Impressive. However, later that same month he received the Distinguished Service Cross for leading another bayonet charge, this one with similar results. It would be what is now referred to as the last bayonet charge in American military history.
After the Korean War, Millett attended Ranger School at Fort Benning, Georgia. He was assigned to the 101st Airborne Division as an intelligence officer and later served in Vietnam as a military adviser to the Phoenix Program, which aimed to root out and kill Viet Cong sympathizers. He also helped found the “Recondo” (reconnaissance-commando) school to train small units for service in Vietnam. In the mid-1960s, he commanded the Army Security Agency training center at Fort Devens, Massachusetts.
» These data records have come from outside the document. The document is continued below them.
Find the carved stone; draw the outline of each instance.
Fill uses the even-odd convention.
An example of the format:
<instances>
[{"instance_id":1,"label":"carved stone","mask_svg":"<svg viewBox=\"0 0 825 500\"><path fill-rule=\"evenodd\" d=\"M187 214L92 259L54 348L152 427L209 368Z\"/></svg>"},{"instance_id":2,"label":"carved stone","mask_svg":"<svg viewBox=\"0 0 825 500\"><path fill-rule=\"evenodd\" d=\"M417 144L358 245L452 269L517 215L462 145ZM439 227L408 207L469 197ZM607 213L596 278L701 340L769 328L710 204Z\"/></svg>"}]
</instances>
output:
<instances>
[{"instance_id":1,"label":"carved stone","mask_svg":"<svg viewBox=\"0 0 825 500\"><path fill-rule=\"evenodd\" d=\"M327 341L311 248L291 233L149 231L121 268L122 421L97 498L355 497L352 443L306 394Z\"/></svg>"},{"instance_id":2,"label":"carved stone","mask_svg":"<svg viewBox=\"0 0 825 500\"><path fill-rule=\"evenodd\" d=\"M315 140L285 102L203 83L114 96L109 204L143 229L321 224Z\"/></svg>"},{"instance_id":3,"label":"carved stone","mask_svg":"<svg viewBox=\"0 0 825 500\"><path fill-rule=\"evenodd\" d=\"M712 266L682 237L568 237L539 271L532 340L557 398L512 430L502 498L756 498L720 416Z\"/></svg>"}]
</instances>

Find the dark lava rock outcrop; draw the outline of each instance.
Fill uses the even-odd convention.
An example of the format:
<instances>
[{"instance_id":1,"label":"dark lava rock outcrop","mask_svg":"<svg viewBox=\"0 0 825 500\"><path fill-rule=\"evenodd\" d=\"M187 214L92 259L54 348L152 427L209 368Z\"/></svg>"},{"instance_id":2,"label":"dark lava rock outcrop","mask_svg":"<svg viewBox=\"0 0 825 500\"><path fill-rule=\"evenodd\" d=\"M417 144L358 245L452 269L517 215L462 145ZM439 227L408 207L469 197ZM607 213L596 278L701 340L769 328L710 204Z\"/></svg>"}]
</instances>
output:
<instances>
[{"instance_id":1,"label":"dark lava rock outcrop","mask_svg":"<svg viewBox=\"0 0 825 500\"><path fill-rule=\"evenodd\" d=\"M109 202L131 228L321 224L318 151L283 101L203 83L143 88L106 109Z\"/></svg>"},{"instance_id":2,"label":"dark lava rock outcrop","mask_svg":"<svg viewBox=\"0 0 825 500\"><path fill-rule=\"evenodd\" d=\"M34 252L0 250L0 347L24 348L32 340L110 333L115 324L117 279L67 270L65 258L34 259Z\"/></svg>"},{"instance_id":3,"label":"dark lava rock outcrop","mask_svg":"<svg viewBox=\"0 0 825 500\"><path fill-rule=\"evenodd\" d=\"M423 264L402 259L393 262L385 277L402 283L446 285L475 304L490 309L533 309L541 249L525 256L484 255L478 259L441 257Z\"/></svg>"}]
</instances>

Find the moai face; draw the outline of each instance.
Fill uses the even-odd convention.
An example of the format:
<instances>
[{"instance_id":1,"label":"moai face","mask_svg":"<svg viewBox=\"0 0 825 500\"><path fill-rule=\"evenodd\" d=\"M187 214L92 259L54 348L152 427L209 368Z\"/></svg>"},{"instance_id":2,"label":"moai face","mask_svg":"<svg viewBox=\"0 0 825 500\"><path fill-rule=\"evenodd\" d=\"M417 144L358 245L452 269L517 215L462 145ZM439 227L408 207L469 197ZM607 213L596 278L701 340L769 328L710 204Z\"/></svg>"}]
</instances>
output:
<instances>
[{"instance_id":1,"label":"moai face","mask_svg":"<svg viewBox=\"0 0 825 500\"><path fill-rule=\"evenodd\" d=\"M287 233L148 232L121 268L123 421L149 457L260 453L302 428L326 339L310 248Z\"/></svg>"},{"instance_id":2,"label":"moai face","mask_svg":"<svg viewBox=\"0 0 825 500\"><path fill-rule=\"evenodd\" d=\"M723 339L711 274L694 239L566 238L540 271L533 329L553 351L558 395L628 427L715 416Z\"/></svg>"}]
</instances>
Millett retired from the military in 1973 at the rank of colonel. He later stated that he retired because he felt the U.S.had “quit” in Vietnam.
THEN he became a Deputy Sheriff! Can you imagine back talking a sheriff with those incredible qualifications? You can’t make this stuff up. Quite simply, Colonel Millet was a hero, a man among men, and an unstoppable force.
More than a brave warrior, Millet was a man of words, and a poet.
The following is his original work:
A SOLDIER’S PRAYER – by Col. Lewis L. Millett
I’ve fought when others feared to serve.
I’ve gone where many failed to go.
I’ve lost friends in war and strife, who valued duty over the love of life.
I’ve shared the comradeship of pain
I’ve searched these lands for men that we’ve lost.
I’ve sons who’ve served our land of liberty who’d fight to see that other lands are free.
I’ve seen the weak forsake humanity.
I’ve heard fakers praise our enemy.
I’ve seen challenged men stand ever bolder.
I’ve seen the duty, the honor, the sacrifice of the soldier.
Now, I understand the meaning of all lives,
The lives of comrades of not so long ago.
So to you who answered duties siren call, may
God bless you my son, may God bless you all.
We always appreciate it when our customers put their possessions and trust in us. But to have firearms of this provenance, from the collection of Congressional Medal of Honor winner, Colonel Lewis Millet, is truly exciting for us, and a chance for all of us here at Lock, Stock & Barrel to brush the sleeve of the best and brightest of heroes.